Carol was deserted by the men, left to a group of matrons who steadily
pattered of children, sickness, and cooks--their own shop-talk. She was
piqued. She remembered visions of herself as a smart married woman in
a drawing-room, fencing with clever men. Her dejection was relieved by
speculation as to what the men were discussing, in the corner between
the piano and the phonograph. Did they rise from these housewifely
personalities to a larger world of abstractions and affairs?

She made her best curtsy to Mrs. Dawson; she twittered, "I won't have my
husband leaving me so soon! I'm going over and pull the wretch's
ears." She rose with a jeune fille bow. She was self-absorbed and
self-approving because she had attained that quality of sentimentality.
She proudly dipped across the room and, to the interest and commendation
of all beholders, sat on the arm of Kennicott's chair.

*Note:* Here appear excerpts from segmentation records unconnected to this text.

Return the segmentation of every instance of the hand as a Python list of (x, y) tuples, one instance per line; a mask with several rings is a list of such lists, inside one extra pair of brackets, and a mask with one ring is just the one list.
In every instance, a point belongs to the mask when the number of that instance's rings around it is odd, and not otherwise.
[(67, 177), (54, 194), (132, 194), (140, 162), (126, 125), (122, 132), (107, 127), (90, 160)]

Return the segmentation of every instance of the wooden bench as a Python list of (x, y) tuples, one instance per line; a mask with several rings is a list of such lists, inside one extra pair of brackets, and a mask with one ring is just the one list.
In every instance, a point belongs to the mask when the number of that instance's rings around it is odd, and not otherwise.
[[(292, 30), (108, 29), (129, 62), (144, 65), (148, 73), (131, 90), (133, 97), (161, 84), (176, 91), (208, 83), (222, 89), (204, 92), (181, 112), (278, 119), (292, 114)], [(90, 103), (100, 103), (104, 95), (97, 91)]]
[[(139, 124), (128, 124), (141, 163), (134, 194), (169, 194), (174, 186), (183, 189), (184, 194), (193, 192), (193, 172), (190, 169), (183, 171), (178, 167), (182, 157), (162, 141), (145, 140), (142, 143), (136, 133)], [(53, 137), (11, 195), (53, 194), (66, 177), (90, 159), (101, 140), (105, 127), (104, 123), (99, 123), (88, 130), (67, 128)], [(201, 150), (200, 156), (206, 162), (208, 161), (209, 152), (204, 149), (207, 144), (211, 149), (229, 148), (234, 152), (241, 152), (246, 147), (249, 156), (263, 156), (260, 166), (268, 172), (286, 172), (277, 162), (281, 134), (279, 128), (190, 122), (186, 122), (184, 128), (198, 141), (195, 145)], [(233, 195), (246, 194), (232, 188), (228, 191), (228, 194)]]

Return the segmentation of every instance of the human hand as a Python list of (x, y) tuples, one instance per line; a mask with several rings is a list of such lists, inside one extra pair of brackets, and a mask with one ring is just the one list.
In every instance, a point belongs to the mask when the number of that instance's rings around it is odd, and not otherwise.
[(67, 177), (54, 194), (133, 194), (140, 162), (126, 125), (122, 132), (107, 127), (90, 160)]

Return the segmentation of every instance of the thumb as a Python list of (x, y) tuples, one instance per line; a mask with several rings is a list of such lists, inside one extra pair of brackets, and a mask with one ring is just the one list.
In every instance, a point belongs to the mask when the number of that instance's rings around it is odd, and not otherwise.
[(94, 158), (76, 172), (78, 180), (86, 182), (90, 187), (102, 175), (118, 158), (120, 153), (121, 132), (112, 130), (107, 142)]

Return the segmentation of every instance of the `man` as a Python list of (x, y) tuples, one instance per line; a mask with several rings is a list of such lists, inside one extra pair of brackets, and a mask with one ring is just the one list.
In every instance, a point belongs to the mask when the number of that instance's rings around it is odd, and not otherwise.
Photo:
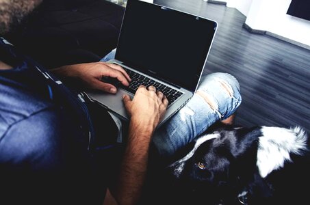
[[(1, 33), (14, 29), (40, 2), (0, 0)], [(112, 94), (116, 87), (101, 82), (102, 76), (116, 77), (125, 85), (130, 81), (122, 68), (104, 62), (53, 72)], [(106, 136), (99, 136), (102, 132), (94, 123), (101, 122), (108, 131), (110, 119), (92, 121), (81, 94), (73, 92), (3, 38), (0, 94), (1, 204), (135, 204), (151, 141), (161, 156), (169, 157), (216, 120), (229, 121), (241, 102), (237, 81), (229, 74), (213, 74), (179, 113), (155, 131), (167, 98), (152, 86), (141, 86), (132, 100), (125, 95), (131, 115), (127, 140), (116, 185), (107, 187), (109, 176), (99, 167), (109, 169), (109, 165), (98, 161), (93, 152), (94, 141)]]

He was gossiping with Sam Clark, Luke Dawson, Jackson Elder of the
planing-mill, Chet Dashaway, Dave Dyer, Harry Haydock, and Ezra
Stowbody, president of the Ionic bank.

Ezra Stowbody was a troglodyte. He had come to Gopher Prairie in 1865.
He was a distinguished bird of prey--swooping thin nose, turtle mouth,
thick brows, port-wine cheeks, floss of white hair, contemptuous eyes.
He was not happy in the social changes of thirty years. Three decades
ago, Dr. Westlake, Julius Flickerbaugh the lawyer, Merriman Peedy the
Congregational pastor and himself had been the arbiters. That was as
it should be; the fine arts--medicine, law, religion, and
finance--recognized as aristocratic; four Yankees democratically
chatting with but ruling the Ohioans and Illini and Swedes and Germans
who had ventured to follow them. But Westlake was old, almost retired;
Julius Flickerbaugh had lost much of his practice to livelier attorneys;
Reverend (not The Reverend) Peedy was dead; and nobody was impressed in
this rotten age of automobiles by the "spanking grays" which Ezra still
drove. The town was as heterogeneous as Chicago. Norwegians and Germans
owned stores. The social leaders were common merchants. Selling nails
was considered as sacred as banking. These upstarts--the Clarks, the
Haydocks--had no dignity. They were sound and conservative in politics,
but they talked about motor cars and pump-guns and heaven only knew
what new-fangled fads. Mr. Stowbody felt out of place with them. But
his brick house with the mansard roof was still the largest residence in
town, and he held his position as squire by occasionally appearing among
the younger men and reminding them by a wintry eye that without the
banker none of them could carry on their vulgar businesses.